L'Internet non marchand a plus de trente ans d'expérience, alors que
le Net-business en a moins de dix. Il semble donc juste qu'il soit
représenté à la hauteur de son rôle passé et futur dans toutes les
instances de décision concernant le Réseau. " Alors que faire
pour ressusciter l'esprit coopératif et désintéressé des
pionniers d'Internet ?
" C'est au niveau des processus de discussion et de
construction de tous les domaines de connaissance que l'on peut
imaginer, et que dans certains cas se pratiquent déjà, le partage,
l'échange et la coopération. Et c'est bien là que réside l'enjeu
d'un Internet équitable, solidaire et non marchand.
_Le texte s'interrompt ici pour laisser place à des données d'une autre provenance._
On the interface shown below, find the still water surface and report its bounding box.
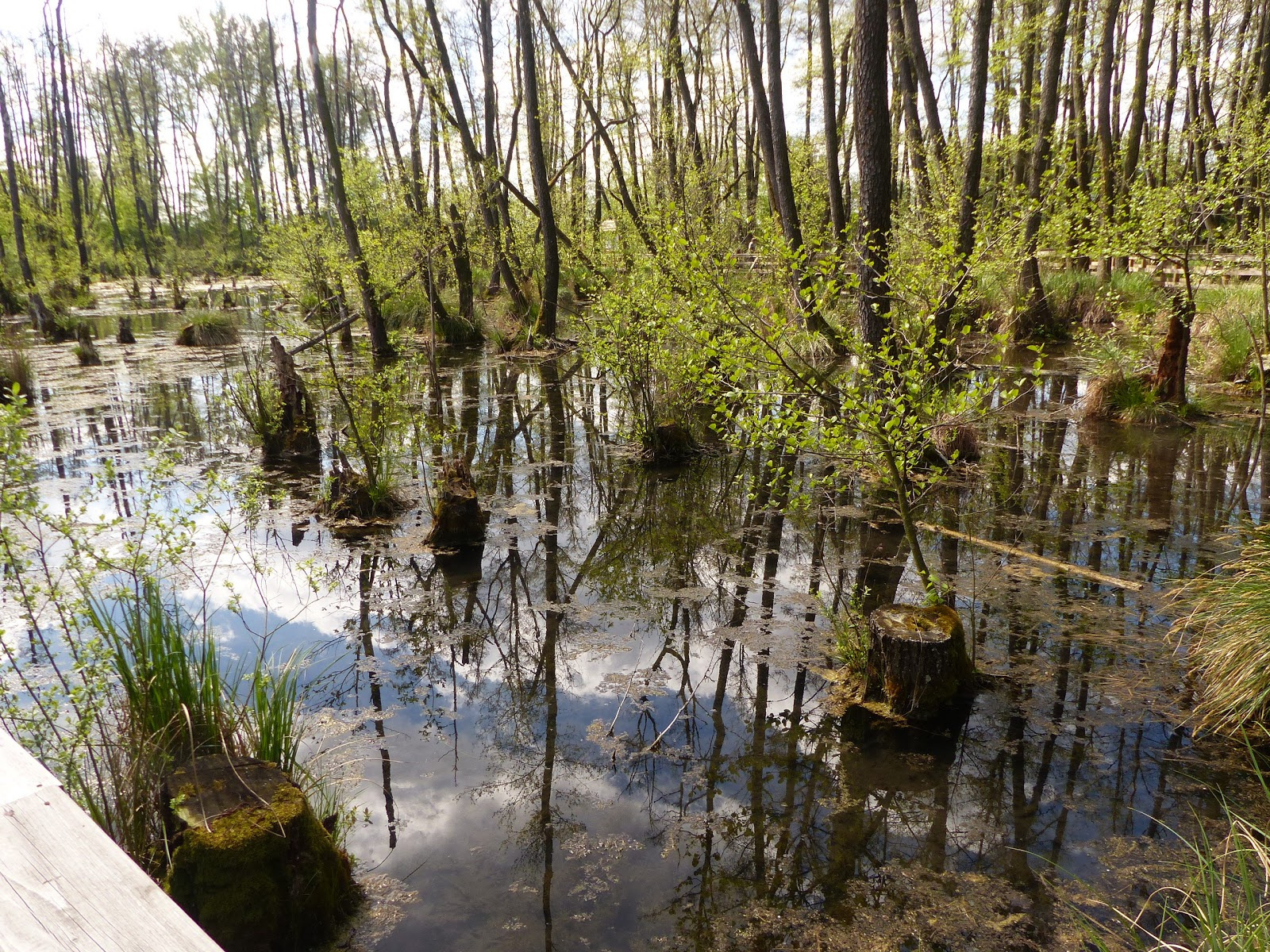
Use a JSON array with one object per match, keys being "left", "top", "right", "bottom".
[{"left": 7, "top": 286, "right": 1264, "bottom": 950}]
Non marchand ne
veut pas dire que tout soit gratuit et que le Réseau ne corresponde
à aucun modèle économique, ce qui semble absurde, mais que, d'une
part, il soit d'une certaine façon considéré comme un service
public, et que, par ailleurs, le critère majeur des décisions le
concernant ne soit pas d'y gagner le maximum d'argent mais d'en
faire l'outil de plus-values sociales et culturelles ", précise
Michel Elie.
Reste que l'esprit " libertaire " des premières heures est
aujourd'hui largement dilué dans celui d' " entreprise ". Et que les
récentes fusions AOL-Time Warner et Vivendi-Universal, d'une part,
et les volontés de régulation étatiques, d'autre part, annoncent la
reprise en main d'un Réseau qui semblait, par essence,
incontrôlable. " Au-delà des spéculations autour de la valeur
économique de l'Internet, qui fluctue au rythme des rêves ou des
craintes des investisseurs, un capital de contenus et d'usages
s'accumule régulièrement, qui correspond à une valeur sociale et
sociétale qu'il faudra bien, un jour, considérer comme le véritable
enjeu de l'Internet ", exhorte le jeune retraité Michel Elie,
qui a depuis longtemps quitté les bancs de l'université de
Californie et poursuit désormais son combat à Montpellier, à la tête
de l'Observatoire des usages d'Internet.